How to identify the dead cone in the top-quark jet
Stefan Kluth, Wolfgang Ochs, Redamy Perez-Ramos
TL;DR
The paper investigates the dead-cone phenomenon in top-quark jets within perturbative QCD by separating radiation from the $\widehat{t\bar t}$ dipole (top) from decay-related $\widehat{tb}$ dipole radiation, using Pythia 8.3 to analyze $e^+e^-\to t\bar t$ at $1$ TeV and exploring both angular and momentum-space observables. It demonstrates how angular ordering and jet-strategy selections can reveal a central dead-cone suppression and quantifies the tb-dipole's role in filling the dead cone, while testing MLLA predictions for heavy-quark fragmentation via $\xi$-spectra and Limiting Spectrum fits. Extrapolations that subtract tb-dipole contributions yield parton spectra in good agreement with stable-top expectations to within about $5-12\%$ in the relevant region, and the hadron spectra show similar trends with strong suppression of high-momentum fragmentation for the top quark. Finite-width effects are found to be small (order $\lesssim5\%$) and the results lend support to applying these methods in $pp$ collisions at the LHC with carefully designed fat-jet analyses, promising a new QCD test in this high-mass regime.
Abstract
The gluon emission from an energetic heavy quark is suppressed in the forward direction below the angle $Θ\lesssim m_Q/E$ for a quark of mass $m_Q$ and energy $E$ according to perturbative Quantum Chromodynamics (QCD) (``dead cone"). Another consequence is the suppression of energetic particles in the jet which has been observed already for c- and b-quark jets. The suppression of the forward particles can be explained by an application of the Modified Leading Logarithmic Approximation (MLLA) of perturbative QCD. In this paper we investigate whether this type of analysis can be carried out also for top-quark jets with the much higher heavy quark mass allowing for QCD tests in this new kinematic regime. The new aspect of this analysis is the finite lifetime of the top quark. We consider for simplicity the decay $t\to b\ellν$, where the b-quark radiates gluons as well and partially obscures the dead cone.
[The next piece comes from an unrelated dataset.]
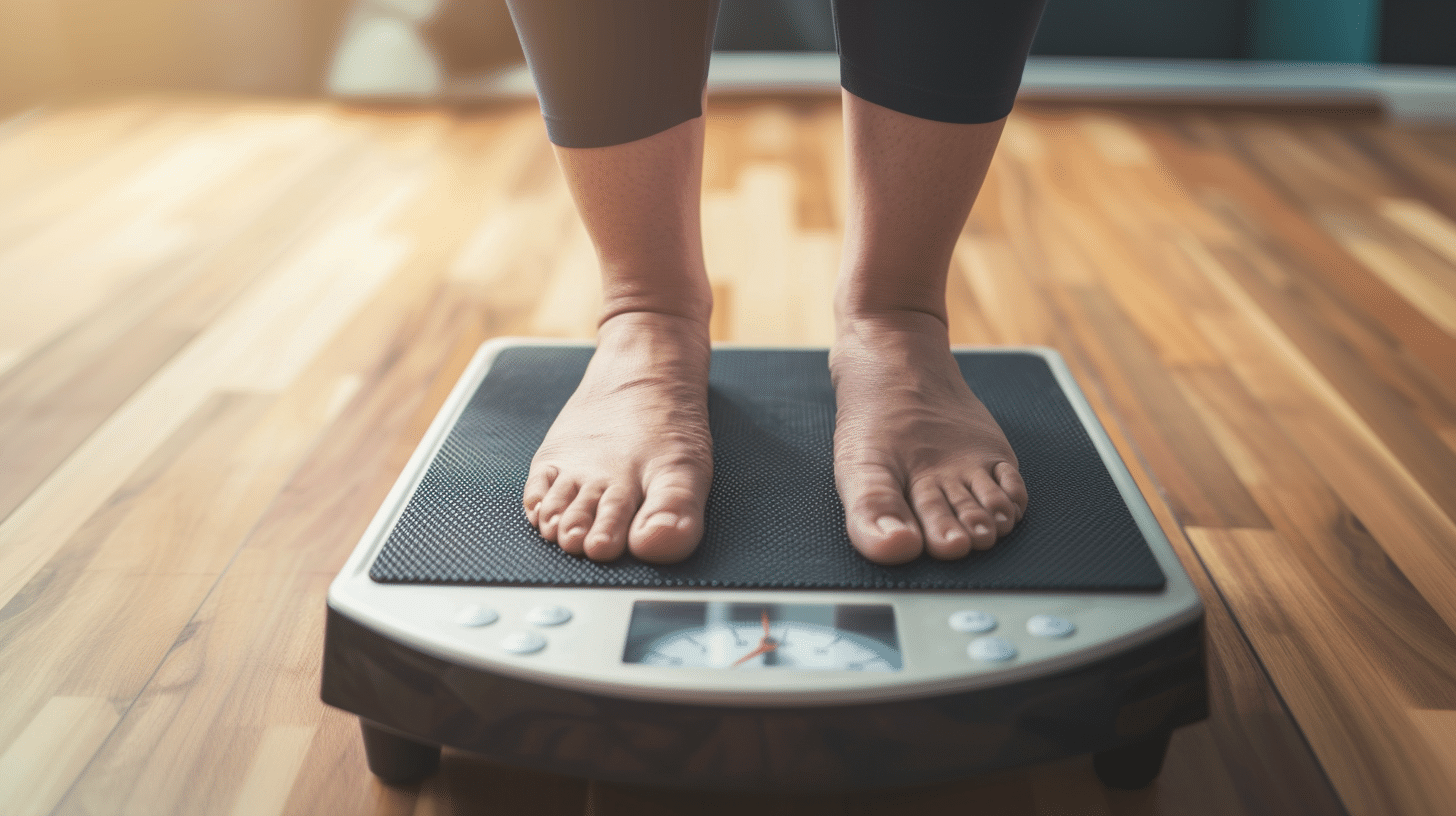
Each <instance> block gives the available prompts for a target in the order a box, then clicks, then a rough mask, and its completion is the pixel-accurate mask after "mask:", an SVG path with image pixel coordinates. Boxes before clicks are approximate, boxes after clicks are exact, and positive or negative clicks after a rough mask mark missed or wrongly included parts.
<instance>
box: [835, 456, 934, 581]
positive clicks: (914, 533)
mask: <svg viewBox="0 0 1456 816" xmlns="http://www.w3.org/2000/svg"><path fill="white" fill-rule="evenodd" d="M844 482H846V484H842V485H840V495H843V497H844V526H846V529H847V530H849V541H850V542H852V544H853V545H855V549H858V551H859V552H860V555H863V557H865V558H869V560H871V561H874V562H877V564H904V562H906V561H911V560H914V558H916V557H919V555H920V551H922V549H923V548H925V539H923V538H922V535H920V526H919V523H917V522H916V517H914V513H913V511H911V510H910V504H909V503H906V498H904V490H903V488H901V487H900V482H898V479H895V478H894V476H893V475H891V474H888V472H884V471H881V469H878V468H877V469H874V471H869V472H863V471H862V472H859V474H856V475H852V476H850V478H849V479H844Z"/></svg>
Guided by the decay amplitude in leading order in $α_s$ for $e^+e^- \to t \bar t$ we propose a method to separate the radiation by the $\widehat{tb}$ dipole in the decay process which is superimposed to the primary radiation from the $\widehat{t \bar t}$ dipole involving the top-quark dead cone effect. The momentum distributions of partons or hadrons are determined for finite decay angles of the b-quark $Θ_b$ and extrapolated into forward direction $Θ_b=0$ where the radiation from the decay process is expected to vanish. This method is successfully tested at the parton level and results obtained for hadrons are compatible with the MLLA relation within an accuracy of around 15\%. Our calculations are carried out with the Pythia 8.3 Monte Carlo Event Generator.